Friday, December 18, 2015
Donald Trump still holds the lead in Rasmussen Reports’ latest look at the race for the Republican presidential nomination following Tuesday night’s debate. His voters also are by far the least likely to say they’re going to change their minds.
Our national telephone survey taken Wednesday and Thursday nights finds that 29% of Likely Republican Voters would vote for Trump if their state presidential primary was held today. Senators Ted Cruz and Marco Rubio are his closest challengers with 18% and 15% of the GOP vote respectively.
Dr. Ben Carson and New Jersey Governor Chris Christie each earn nine percent (9%) support, closely followed by former Florida Governor Jeb Bush with seven percent (7%) backing. Nine percent (9%) prefer some other candidate, while four percent (4%) are undecided. (To see survey question wording, click here.)

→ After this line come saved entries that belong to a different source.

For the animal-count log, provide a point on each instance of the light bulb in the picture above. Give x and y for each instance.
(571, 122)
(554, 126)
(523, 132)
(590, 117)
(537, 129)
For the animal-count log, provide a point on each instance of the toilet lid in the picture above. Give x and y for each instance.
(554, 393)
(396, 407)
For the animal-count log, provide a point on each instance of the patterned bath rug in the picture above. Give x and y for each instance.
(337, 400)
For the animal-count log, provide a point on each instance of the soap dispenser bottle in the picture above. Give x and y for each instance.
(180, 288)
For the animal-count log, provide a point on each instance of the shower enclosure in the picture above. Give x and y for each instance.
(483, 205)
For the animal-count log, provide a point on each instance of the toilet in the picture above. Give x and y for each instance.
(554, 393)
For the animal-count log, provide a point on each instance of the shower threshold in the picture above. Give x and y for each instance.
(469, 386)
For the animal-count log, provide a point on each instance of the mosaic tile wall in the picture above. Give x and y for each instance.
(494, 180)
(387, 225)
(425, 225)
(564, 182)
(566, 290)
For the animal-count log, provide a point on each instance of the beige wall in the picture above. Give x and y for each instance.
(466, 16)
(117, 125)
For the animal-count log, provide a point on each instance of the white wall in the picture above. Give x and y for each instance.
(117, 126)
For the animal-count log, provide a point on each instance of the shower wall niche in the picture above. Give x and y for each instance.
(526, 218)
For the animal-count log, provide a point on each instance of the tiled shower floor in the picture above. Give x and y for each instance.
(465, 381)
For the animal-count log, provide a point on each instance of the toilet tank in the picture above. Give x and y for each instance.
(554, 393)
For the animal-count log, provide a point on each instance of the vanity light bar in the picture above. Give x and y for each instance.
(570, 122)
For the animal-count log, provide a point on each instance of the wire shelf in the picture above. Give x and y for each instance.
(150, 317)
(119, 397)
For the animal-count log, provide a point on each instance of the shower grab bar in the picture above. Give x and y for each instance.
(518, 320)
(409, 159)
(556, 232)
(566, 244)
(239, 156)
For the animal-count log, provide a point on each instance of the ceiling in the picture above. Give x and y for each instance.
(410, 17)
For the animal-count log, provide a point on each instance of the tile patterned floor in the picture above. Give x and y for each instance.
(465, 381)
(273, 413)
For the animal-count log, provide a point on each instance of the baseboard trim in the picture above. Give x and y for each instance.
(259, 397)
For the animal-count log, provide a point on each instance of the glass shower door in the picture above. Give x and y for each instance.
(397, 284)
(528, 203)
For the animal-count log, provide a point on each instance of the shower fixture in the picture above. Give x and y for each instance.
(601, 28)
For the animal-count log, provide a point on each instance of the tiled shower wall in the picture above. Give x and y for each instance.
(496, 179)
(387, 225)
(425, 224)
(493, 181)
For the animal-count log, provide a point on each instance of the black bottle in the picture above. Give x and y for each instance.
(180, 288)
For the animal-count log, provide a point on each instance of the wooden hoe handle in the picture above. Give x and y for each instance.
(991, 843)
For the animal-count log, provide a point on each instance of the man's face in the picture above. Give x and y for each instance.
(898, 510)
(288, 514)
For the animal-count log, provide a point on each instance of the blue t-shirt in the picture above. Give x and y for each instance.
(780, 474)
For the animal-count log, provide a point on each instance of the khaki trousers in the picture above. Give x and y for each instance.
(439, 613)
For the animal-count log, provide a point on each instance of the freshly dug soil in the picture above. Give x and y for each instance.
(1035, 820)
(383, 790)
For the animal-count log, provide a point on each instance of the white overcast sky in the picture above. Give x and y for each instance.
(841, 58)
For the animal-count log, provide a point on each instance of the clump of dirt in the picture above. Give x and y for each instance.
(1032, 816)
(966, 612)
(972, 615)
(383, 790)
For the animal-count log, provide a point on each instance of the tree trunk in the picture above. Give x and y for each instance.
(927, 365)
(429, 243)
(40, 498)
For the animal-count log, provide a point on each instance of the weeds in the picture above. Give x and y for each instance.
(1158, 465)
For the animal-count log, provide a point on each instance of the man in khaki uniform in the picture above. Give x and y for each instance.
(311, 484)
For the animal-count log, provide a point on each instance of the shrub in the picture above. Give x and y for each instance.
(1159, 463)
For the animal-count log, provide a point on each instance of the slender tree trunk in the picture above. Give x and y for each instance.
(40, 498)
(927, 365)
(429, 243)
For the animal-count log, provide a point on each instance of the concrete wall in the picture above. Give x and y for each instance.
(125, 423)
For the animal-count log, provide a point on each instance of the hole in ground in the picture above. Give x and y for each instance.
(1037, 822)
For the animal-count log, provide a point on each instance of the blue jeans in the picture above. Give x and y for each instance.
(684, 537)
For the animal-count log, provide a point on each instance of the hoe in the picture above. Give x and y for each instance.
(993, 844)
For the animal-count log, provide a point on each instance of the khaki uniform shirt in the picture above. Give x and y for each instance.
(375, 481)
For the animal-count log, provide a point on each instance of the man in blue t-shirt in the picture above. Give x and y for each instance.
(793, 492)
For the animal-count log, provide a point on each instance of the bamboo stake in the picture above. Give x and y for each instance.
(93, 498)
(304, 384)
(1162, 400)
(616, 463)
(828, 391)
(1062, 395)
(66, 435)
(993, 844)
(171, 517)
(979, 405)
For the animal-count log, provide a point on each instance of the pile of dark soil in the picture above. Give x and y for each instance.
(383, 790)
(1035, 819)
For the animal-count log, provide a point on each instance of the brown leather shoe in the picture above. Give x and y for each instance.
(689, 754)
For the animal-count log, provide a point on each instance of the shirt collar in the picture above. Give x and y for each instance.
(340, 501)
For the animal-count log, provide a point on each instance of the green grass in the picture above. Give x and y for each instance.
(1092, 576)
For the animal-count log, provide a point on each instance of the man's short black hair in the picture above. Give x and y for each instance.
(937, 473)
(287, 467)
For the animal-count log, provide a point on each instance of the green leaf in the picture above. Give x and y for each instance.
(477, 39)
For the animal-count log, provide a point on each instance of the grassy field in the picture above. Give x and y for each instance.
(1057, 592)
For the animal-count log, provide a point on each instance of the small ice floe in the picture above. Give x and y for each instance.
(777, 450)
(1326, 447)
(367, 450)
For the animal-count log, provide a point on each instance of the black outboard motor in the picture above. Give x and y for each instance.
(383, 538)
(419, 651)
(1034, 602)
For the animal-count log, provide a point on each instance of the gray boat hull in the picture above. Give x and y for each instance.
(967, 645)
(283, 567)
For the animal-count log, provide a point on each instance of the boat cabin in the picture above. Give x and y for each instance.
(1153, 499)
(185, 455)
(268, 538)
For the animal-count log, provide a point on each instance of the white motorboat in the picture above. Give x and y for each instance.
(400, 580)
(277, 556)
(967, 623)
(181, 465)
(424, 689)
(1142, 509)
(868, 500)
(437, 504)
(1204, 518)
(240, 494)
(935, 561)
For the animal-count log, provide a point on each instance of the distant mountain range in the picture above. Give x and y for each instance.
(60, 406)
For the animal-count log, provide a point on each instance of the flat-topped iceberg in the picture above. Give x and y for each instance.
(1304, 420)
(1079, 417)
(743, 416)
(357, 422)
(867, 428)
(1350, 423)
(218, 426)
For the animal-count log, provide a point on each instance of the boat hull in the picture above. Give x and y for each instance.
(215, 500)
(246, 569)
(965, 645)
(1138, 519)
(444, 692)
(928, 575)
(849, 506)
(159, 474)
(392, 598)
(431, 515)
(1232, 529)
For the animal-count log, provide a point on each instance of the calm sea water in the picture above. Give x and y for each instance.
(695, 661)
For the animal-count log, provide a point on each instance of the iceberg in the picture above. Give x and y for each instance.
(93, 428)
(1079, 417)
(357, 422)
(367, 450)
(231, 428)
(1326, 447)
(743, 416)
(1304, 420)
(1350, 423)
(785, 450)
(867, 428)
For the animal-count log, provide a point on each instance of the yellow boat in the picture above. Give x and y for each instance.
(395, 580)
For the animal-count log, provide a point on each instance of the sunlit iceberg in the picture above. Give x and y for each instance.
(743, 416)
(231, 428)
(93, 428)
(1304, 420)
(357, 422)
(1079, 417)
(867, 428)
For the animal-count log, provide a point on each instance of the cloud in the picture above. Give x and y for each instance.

Trump took the lead after the first debate in early August with 17% of the GOP vote and was still ahead last month with 27% support. Cruz and Rubio have gained ground steadily through the debate season, while Bush’s support has held steady.
The biggest loser is Carson who fell from 20% - and second place - a month ago.
Just 34% of GOP voters say they are certain of their vote. But it’s striking to note that 62% of those who support Trump have made up their minds, nearly twice as many as those who say that of their vote for any other candidate.
The national telephone survey of 624 Likely Republican Primary Voters was conducted by Rasmussen Reports on December 16-17, 2015. The margin of sampling error for the survey is +/- 4 percentage points with a 95% level of confidence. Fieldwork for all Rasmussen Reports surveys is conducted by Pulse Opinion Research, LLC. See methodology.
Our latest Trump Change survey finds that a sizable majority of Republicans still believe Trump is likely to be their presidential nominee next year.
Trump leads in virtually every demographic category of Republican voters. But men and those 40 and over are more supportive of his candidacy than women and younger voters are.
GOP conservatives like Cruz a lot more than moderates and liberals do.
Perhaps the biggest surprise remains the inability of Bush, the darling of the GOP establishment, to kick-start his campaign, even after his most aggressive debate performance to date.
Trump has been strongly criticized by his political opponents for his call for a temporary ban on Muslim immigrants to this country until the government improves its ability to screen out potential terrorists from coming here. But 66% of Republicans like the idea of a Muslim ban.
Tuesday night’s debate again highlighted the strong differences of opinion between the Republican candidates on military and foreign policy issues.
Just before their third pre-primary debate Saturday night, Democrats still strongly anticipate that Hillary Clinton will be their presidential nominee, according to our latest monthly Hillary Meter survey.